L’allocation touristique de 750 euros, instituée par le président de la République pour permettre aux familles et aux particuliers de voyager légalement et dignement à l’étranger, est aujourd’hui détournée de sa vocation initiale par des réseaux bien rodés, au croisement des agences de voyages douteuses, du transport clandestin et du trafic de devises.
Ce que l’on pensait être des dérives isolées s’apparente désormais à une véritable rente organisée, exploitant sans scrupule une frange vulnérable de la société : les jeunes chômeurs, notamment ceux bénéficiant de l’allocation chômage récemment revalorisée à 24 000 dinars.

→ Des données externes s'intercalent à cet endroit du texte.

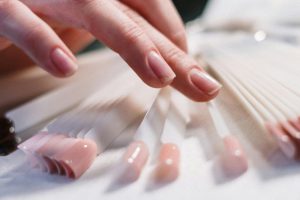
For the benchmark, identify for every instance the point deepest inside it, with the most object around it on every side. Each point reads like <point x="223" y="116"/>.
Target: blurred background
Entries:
<point x="188" y="9"/>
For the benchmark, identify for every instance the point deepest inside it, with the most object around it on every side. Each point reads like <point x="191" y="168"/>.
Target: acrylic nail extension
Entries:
<point x="63" y="62"/>
<point x="135" y="159"/>
<point x="160" y="68"/>
<point x="168" y="164"/>
<point x="204" y="82"/>
<point x="234" y="159"/>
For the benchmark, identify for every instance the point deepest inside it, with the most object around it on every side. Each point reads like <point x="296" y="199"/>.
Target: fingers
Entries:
<point x="190" y="79"/>
<point x="36" y="38"/>
<point x="121" y="34"/>
<point x="76" y="39"/>
<point x="164" y="16"/>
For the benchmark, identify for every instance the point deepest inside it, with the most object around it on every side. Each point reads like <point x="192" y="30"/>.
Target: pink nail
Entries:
<point x="234" y="158"/>
<point x="160" y="67"/>
<point x="168" y="165"/>
<point x="284" y="142"/>
<point x="63" y="62"/>
<point x="204" y="82"/>
<point x="135" y="159"/>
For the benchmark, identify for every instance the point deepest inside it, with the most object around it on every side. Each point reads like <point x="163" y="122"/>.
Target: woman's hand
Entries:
<point x="148" y="35"/>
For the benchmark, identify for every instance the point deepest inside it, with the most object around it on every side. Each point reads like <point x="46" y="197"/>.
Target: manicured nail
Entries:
<point x="234" y="159"/>
<point x="204" y="82"/>
<point x="168" y="164"/>
<point x="135" y="159"/>
<point x="63" y="62"/>
<point x="160" y="68"/>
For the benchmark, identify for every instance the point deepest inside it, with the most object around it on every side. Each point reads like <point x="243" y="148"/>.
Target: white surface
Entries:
<point x="268" y="178"/>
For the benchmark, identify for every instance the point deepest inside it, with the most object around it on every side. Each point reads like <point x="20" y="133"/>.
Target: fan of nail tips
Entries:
<point x="267" y="85"/>
<point x="158" y="139"/>
<point x="70" y="143"/>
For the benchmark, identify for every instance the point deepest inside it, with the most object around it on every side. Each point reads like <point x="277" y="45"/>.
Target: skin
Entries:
<point x="30" y="31"/>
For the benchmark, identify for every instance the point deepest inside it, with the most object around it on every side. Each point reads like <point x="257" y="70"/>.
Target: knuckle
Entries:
<point x="31" y="36"/>
<point x="174" y="54"/>
<point x="132" y="33"/>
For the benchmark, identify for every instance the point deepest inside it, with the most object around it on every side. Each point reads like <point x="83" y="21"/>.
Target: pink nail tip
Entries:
<point x="234" y="158"/>
<point x="168" y="164"/>
<point x="79" y="157"/>
<point x="284" y="142"/>
<point x="61" y="155"/>
<point x="134" y="160"/>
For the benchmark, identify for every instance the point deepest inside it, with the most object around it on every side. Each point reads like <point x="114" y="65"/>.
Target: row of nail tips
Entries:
<point x="101" y="97"/>
<point x="232" y="158"/>
<point x="102" y="126"/>
<point x="254" y="82"/>
<point x="146" y="138"/>
<point x="51" y="104"/>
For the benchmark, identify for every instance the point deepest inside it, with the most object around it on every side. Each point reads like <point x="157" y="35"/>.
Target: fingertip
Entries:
<point x="180" y="40"/>
<point x="64" y="64"/>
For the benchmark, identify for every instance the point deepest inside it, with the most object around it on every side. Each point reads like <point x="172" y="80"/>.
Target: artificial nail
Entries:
<point x="63" y="62"/>
<point x="204" y="82"/>
<point x="234" y="158"/>
<point x="8" y="142"/>
<point x="78" y="158"/>
<point x="6" y="127"/>
<point x="160" y="67"/>
<point x="168" y="165"/>
<point x="134" y="160"/>
<point x="284" y="142"/>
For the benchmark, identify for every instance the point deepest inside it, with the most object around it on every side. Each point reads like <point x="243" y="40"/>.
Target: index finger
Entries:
<point x="163" y="16"/>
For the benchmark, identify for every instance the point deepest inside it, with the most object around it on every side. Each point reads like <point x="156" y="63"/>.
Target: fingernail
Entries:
<point x="160" y="68"/>
<point x="63" y="62"/>
<point x="204" y="82"/>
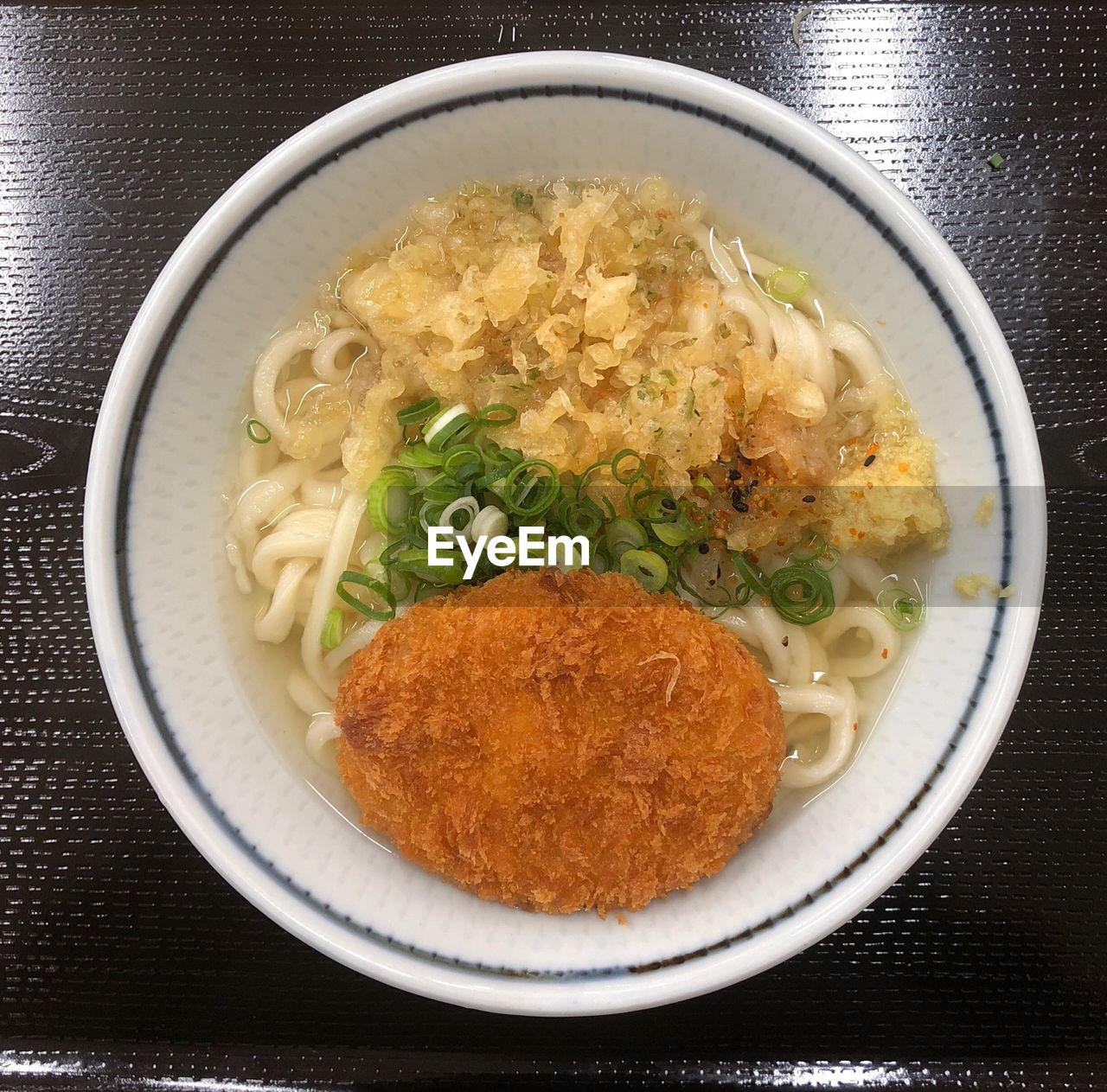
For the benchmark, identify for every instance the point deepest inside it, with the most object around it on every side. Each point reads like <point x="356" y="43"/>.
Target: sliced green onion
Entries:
<point x="628" y="466"/>
<point x="623" y="534"/>
<point x="430" y="514"/>
<point x="786" y="284"/>
<point x="648" y="569"/>
<point x="802" y="594"/>
<point x="257" y="432"/>
<point x="419" y="455"/>
<point x="419" y="412"/>
<point x="489" y="522"/>
<point x="582" y="517"/>
<point x="443" y="488"/>
<point x="496" y="414"/>
<point x="752" y="574"/>
<point x="901" y="608"/>
<point x="464" y="463"/>
<point x="418" y="562"/>
<point x="461" y="514"/>
<point x="532" y="487"/>
<point x="446" y="425"/>
<point x="388" y="501"/>
<point x="381" y="591"/>
<point x="330" y="636"/>
<point x="599" y="561"/>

Ciblés, instrumentalisés et parfois pleinement conscients des risques, ces jeunes deviennent les maillons faibles d’un système où la fraude est déguisée en opportunité.
Les autorités publiques n’ont pourtant pas ménagé leurs efforts.
Un cadre juridique clair, un dispositif bancaire encadré et des procédures administratives strictes ont été mis en place afin que l’allocation touristique soit versée dans le respect des règles.
Mais face à l’ingéniosité malsaine de certains réseaux, les garde-fous ont été contournés.
Des agences de voyages – ou se présentant comme telles – ont trouvé le moyen de monnayer l’accès à l’allocation, réalisant au passage des marges confortables sur des fonds destinés initialement au bien-être des citoyens.
Les révélations faites récemment par le ministre de l’Intérieur, des Collectivités locales et des Transports, Saïd Sayoud, devant le Conseil de la nation, ont levé le voile sur l’ampleur du phénomène.
Les chiffres donnent le vertige : près de 100 000 chômeurs exploités, 500 bus ayant franchi les frontières vers la Tunisie en l’espace de deux mois, et un trafic jugé suffisamment anormal pour alerter également les autorités tunisiennes.
Le procédé est aussi simple qu’illégal : une entrée régulière sur le territoire tunisien, suivie d’un retour clandestin afin d’échapper aux contrôles et de recycler l’allocation sur le marché parallèle.
Cette situation pose une question centrale : comment un dispositif d’aide légale a-t-il pu devenir une source d’enrichissement illicite à grande échelle ? La réponse tient autant à la cupidité de certains opérateurs qu’à la fragilité sociale exploitée sans état d’âme.
Elle révèle aussi l’existence d’un écosystème parallèle, toujours prompt à capter la moindre mesure étatique pour en faire un levier de profit illégal.
L’intervention récente de la Banque d’Algérie pour freiner cette hémorragie financière témoigne de la gravité de la situation.
Il ne s’agit pas seulement de stopper une fraude, mais de préserver la crédibilité de l’État, la confiance des citoyens et l’intégrité des politiques publiques.
Car au-delà des montants en jeu, c’est l’esprit même de la solidarité nationale qui est menacé. L’affaire n’en est qu’à ses débuts.
Les enquêtes se poursuivent et devront aller jusqu’au bout, sans complaisance ni demi-mesure.
Identifier les responsables, démanteler les réseaux et sanctionner les coupables est aujourd’hui une nécessité absolue.
À défaut, l’allocation touristique risque de devenir le symbole d’une bonne intention détournée, et les 750 euros d’un rêve de vacances transformés en butin de la fraude organisée.